Former ALI Student is Now Director of SDSU’s School of Art and Design

When Kotaro Nakamura came from Yokohama to learn English at SDSU’s American Language Institute (ALI) in 1977, he thought he’d be on campus for a couple years before going back to Japan.

Nearly four decades later, he’s still on campus now, as the director of SDSU’s School of Art and Design.

After passing the TOEFL test through ALI, Nakamura became a graduate student at the School of Art and Design from 1978-80. A professor convinced him to stick around for a year and complete his practical training by teaching.

“At that point, I planned on going back to Japan,” he said. “Then I met a girl on campus and decided to stay.”

The girl, Katherine, was an English major. She and Nakamura have been married 36 years.

“This is not how I planned it,” he said. “Things happened that way. I had planned on going back to Japan to be with my friends and family. In hindsight, I’m very lucky to be here.”

Nakamura remembers coming to the ALI when classes were held in a two-story apartment building near the former SDSU student health center, which was across Campanile Drive from the modern Gateway Center that now hosts the ALI.

“The teachers were great,” he said. “They really cared about students. They helped you make the transition from a foreign student to a native speaker. I appreciated their care.”

Their nurturing extended beyond the classroom. Nakamura noted that his teachers even helped him with tasks such as using a checkbook.

Nakamura came to SDSU before the days of the internet, discovering the campus through a Tokyo travel agency brochure. He said he was attracted to the university because of its environmental design program.

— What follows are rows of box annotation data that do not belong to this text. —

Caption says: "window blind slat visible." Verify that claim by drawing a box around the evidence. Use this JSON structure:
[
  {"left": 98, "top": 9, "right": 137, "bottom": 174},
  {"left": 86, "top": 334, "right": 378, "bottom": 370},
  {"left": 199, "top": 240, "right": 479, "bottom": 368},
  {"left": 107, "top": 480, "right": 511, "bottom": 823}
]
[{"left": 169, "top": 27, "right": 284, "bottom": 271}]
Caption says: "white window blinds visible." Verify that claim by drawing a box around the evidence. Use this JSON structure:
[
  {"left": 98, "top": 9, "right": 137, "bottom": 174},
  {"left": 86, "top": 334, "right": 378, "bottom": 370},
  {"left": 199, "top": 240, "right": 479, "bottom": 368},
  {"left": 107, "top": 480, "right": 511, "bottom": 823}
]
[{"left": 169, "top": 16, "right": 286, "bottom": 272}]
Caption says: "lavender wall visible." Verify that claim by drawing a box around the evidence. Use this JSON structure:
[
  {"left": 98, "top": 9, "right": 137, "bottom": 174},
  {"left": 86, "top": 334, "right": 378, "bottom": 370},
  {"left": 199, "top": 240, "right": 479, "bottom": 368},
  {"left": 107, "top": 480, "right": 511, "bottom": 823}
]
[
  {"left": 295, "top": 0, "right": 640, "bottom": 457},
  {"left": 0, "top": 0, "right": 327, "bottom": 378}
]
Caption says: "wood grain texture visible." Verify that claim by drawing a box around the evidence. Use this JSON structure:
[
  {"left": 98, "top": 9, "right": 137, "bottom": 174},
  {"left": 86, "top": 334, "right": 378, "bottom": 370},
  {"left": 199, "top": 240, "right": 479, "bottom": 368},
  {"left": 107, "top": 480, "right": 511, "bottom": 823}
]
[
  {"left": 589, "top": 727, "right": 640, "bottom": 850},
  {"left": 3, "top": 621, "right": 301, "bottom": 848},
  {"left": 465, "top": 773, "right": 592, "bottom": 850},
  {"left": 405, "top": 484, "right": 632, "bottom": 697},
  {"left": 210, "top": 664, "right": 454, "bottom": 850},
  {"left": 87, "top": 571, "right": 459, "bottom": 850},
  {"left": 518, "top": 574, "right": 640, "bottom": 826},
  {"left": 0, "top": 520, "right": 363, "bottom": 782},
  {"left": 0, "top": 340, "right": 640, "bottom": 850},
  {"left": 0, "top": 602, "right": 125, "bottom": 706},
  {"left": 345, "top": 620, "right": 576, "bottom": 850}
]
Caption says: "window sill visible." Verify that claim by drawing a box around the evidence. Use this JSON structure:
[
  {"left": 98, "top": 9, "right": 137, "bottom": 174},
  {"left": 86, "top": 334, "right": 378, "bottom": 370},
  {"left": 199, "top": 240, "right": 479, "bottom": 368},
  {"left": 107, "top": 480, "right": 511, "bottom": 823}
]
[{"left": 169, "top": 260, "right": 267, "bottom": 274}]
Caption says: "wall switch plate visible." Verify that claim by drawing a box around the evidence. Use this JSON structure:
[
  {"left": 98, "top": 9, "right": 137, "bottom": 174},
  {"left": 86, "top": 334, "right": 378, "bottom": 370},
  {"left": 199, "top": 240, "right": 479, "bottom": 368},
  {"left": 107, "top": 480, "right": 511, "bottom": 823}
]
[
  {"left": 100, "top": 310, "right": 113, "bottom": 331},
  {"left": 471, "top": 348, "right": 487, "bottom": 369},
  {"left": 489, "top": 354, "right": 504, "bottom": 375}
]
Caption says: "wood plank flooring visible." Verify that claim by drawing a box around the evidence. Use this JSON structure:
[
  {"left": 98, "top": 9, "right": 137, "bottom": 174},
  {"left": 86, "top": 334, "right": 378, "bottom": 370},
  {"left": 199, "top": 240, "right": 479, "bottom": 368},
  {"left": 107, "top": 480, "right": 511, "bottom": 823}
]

When Nakamura arrived at SDSU, he could not speak English even though he had studied the language for several years through middle school, high school, and three years at a Japanese university.

“The Japanese education is based on reading and writing, not speaking,” he said. “I hung around Japanese students and spoke Japanese because I was scared. My English became much better after I met my girlfriend.”

Even after all these years in San Diego, Nakamura sometimes wonders what life back in Japan would have been like for him.

“Once in a while, I do get to go back,” he said. “My friends there seem so old. It’s a very tough life in Japan. The stress level there is much higher versus San Diego.”

Nakamura advanced to the level of interim director at SDSU’s College of Art and Design in 2013, and became the permanent director in 2015.

Outside of SDSU, Nakamura is the owner of RNT Architects, an architectural design and master planning business.

“My teaching and practice feed off each other,” he said. “What I teach in the classroom is directly influenced from my practice. If I was just teaching, I wouldn’t learn what is going on in the practice of design.”

Nakamura also reaches out to advanced level ALI students at their orientation to enroll in regular courses on campus.

“I tell the students that I was once one of them,” he concluded. “It’s interesting to look at the students and see myself from years ago.”